Pero la joven no contestó a sus preguntas. En cambio, hizo algo milagroso, algo que nunca en su vida (aunque esta fuera tan larga que se pudiera llegar a confundir con la eternidad) iba a olvidar.

Lo besó.

EL MELOCOTÓN NO ES UN COLOR

En el mismo instante en que sus labios se rozaron, Anna supo que algo no iba bien. El aroma, parecido a las frambuesas, era demasiado vívido, demasiado real. Los mechones de cabello azabache que caían alrededor de su rostro acariciaban, de manera íntima, casi incómoda, una piel poco acostumbrada al contacto físico. Aquella presencia, aquel calor, todo era sobresaliente en un entorno al que ya se había acostumbrado en sus sueños habituales, un entorno que solía ser aséptico y frío, casi mecánico.
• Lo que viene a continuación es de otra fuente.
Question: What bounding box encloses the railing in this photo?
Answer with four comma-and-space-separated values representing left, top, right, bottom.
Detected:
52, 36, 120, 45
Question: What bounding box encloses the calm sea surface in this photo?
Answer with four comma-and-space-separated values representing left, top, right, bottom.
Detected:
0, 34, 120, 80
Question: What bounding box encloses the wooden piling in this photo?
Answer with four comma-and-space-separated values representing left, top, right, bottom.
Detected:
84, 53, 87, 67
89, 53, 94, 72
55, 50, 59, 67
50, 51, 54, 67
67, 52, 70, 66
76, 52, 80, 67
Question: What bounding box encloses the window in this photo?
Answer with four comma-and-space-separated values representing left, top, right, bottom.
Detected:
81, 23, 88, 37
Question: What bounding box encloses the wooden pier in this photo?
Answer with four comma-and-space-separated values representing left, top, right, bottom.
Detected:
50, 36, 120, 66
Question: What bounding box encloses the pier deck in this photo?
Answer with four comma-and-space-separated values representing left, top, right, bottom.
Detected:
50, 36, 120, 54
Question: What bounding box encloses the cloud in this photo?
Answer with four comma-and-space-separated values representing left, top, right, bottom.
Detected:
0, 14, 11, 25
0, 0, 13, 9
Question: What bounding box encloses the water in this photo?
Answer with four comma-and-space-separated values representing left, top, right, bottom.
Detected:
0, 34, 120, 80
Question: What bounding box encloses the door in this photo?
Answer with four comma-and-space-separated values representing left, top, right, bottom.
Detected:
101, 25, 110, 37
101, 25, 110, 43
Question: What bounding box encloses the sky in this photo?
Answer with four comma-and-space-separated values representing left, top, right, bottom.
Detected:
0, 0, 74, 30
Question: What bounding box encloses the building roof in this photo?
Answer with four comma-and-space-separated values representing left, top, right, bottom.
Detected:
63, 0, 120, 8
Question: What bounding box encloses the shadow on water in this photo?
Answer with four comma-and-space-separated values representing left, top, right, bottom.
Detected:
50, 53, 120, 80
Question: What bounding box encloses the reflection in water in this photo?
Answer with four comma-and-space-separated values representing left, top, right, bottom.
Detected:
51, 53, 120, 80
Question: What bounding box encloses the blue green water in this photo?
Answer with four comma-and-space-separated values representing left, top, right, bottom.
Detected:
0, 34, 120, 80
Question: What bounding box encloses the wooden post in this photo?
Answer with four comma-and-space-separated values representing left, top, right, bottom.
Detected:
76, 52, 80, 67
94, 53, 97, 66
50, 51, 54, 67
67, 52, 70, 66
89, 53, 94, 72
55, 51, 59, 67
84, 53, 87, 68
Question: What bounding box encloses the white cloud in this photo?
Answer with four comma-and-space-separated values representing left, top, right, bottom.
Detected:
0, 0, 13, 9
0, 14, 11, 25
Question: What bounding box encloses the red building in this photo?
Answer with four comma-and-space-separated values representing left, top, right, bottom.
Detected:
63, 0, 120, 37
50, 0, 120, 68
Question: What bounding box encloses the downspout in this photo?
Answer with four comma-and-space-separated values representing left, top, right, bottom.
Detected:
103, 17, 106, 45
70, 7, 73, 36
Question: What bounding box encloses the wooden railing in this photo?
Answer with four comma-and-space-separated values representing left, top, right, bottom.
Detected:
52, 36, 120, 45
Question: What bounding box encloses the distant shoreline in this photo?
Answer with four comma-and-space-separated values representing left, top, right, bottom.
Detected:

El sueño había empezado de un modo que ya le era familiar, diseñado con toda probabilidad para liberar el estrés acumulado por su próximo examen. Había soñado que se hallaba en el aula, ese horrible lugar al que la obligaban a ir dos veces por semana, en aras de lo que su madre denominaba «una educación social». Estaba rodeada de otros alumnos que acudían a examinarse, lo cual era extraño, ya que por lo general las pruebas las realizaba de manera individual con un tutor virtual, pero los sueños tendían a entremezclar situaciones y entornos por razones de economía de espacio y tiempo. Las filas de pupitres, alineadas a la perfección y repletas de adolescentes de todo tipo y tamaño, la cercaban, y reconoció en una de ellas a varios de sus compañeros habituales. Sammy, su mejor amigo, también estaba allí. Era pequeño y bajito, con la piel clara salpicada de diminutas pecas y una media sonrisa, dispuesta a convertirse en carcajada a la menor ocasión; eso sí, su habitual cabello rojizo aparecía en esta escena teñido de un desagradable tono verdoso. Y como en todos los sueños diseñados para rebajar la desazón de la vida real, aparecerían elementos asfixiantes o embarazosos, de eso podía estar segura. Anna se examinó a fondo. ¿Zapatillas de andar por casa? No, esta vez sus pies andaban cómodos en sus zapatos favoritos. ¿Iba sin camiseta, en ropa interior o desnuda? No, iba bien protegida, con un agradable vestido suelto de color melocotón que le llegaba hasta las rodillas. Casi podía oír la voz de Sammy de fondo, «el melocotón no es un color, es una fruta».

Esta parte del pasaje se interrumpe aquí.